The strides in production are not without their costs to the local community, however. As crop yields have increased, water quality has suffered, with regional monitoring often revealing groundwater outside the limits of federal drinking water standards.

This has translated to pressure placed on strawberry growers as locals demand a change in management practices to protect vital local resources.

Amidst the conflict, researchers from the University of California, Davis, Department of Plant Services and the University of California Cooperative Extension in Salinas, teamed up to examine nitrogen fertilization and irrigation management practices in fall-planted annual strawberry fields.

"Our primary objective was to document plant and soil nitrogen dynamics (in annual strawberry production) under the environmental conditions and current grower management practices of the central coast region of California," co-author Timothy Hartz of the Department of Plant services said in a statement. "Additionally, we evaluated strawberry response to preplant controlled-release fertilizer (CRF) application rates in three commercial field trials."

According to Hartz, the findings revealed "that current nitrogen fertilization practices did not efficiently match the crop [nitrogen] uptake pattern observed."

For many of these fields, the strawberries are planted after vegetable crops, Hartz explained.

"These fields typically have significant residual soil mineral nitrogen," he said. "Therefore, justification for preplant controlled-release fertilizer (CRF) in this production system appeared to be to ensure [nitrogen] availability throughout the winter, when NO3-N leaching by rainfall is possible."

Based on their findings, however, the researchers determined that preplant CRF rates had little effect on strawberry nitrogen accumulation all the way through to the June sampling, "by which time the vast majority of controlled-release fertilizer nitrogen had been released."

Efficient drip irrigation management was carried out in many fields, the researchers found.

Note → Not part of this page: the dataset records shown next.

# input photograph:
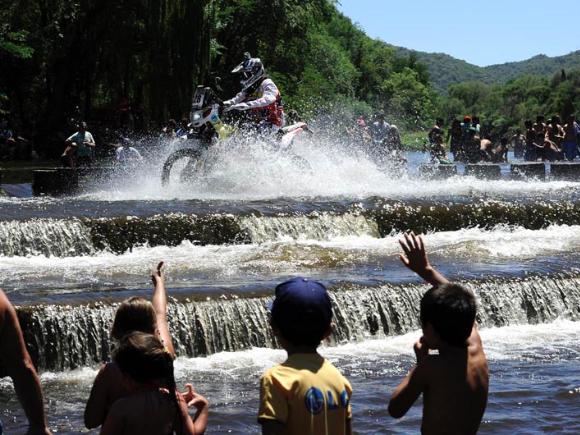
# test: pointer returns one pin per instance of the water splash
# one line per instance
(253, 169)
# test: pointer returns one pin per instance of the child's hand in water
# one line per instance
(158, 275)
(194, 399)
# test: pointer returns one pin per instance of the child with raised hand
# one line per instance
(134, 314)
(455, 381)
(306, 394)
(152, 405)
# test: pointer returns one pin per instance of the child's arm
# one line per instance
(159, 301)
(114, 424)
(415, 258)
(412, 386)
(192, 399)
(97, 405)
(271, 427)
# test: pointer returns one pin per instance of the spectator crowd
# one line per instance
(542, 140)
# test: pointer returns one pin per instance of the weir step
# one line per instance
(488, 171)
(565, 171)
(437, 171)
(535, 170)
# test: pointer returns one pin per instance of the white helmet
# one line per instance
(252, 70)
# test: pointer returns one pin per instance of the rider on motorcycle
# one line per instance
(259, 95)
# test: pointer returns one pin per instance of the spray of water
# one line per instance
(252, 169)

"In only one of the nine highest-yielding fields was seasonal irrigation more than 120 [percent] of evapotranspiration," Hartz said. "The consistency of crop [nitrogen] uptake over the spring and summer provided a guideline for [nitrogen] fertigation. Adjusting for higher fruit yield potential under California conditions, this supports prior research that found [nitrogen] fertigation averaging 0.5 to 0.9 kg/ha per day to be adequate for peak production."

The authors of the study concluded: "Our results suggest several ways in which [nitrogen] management could be improved in this production system. The replicated controlled-release fertilizer (CRF) rate trials indicated that routine use of high CRF rates was not an efficient practice. Reducing CRF rates, particularly in heavier textured soils that are less easily leached, could substantially improve [nitrogen] use efficiency."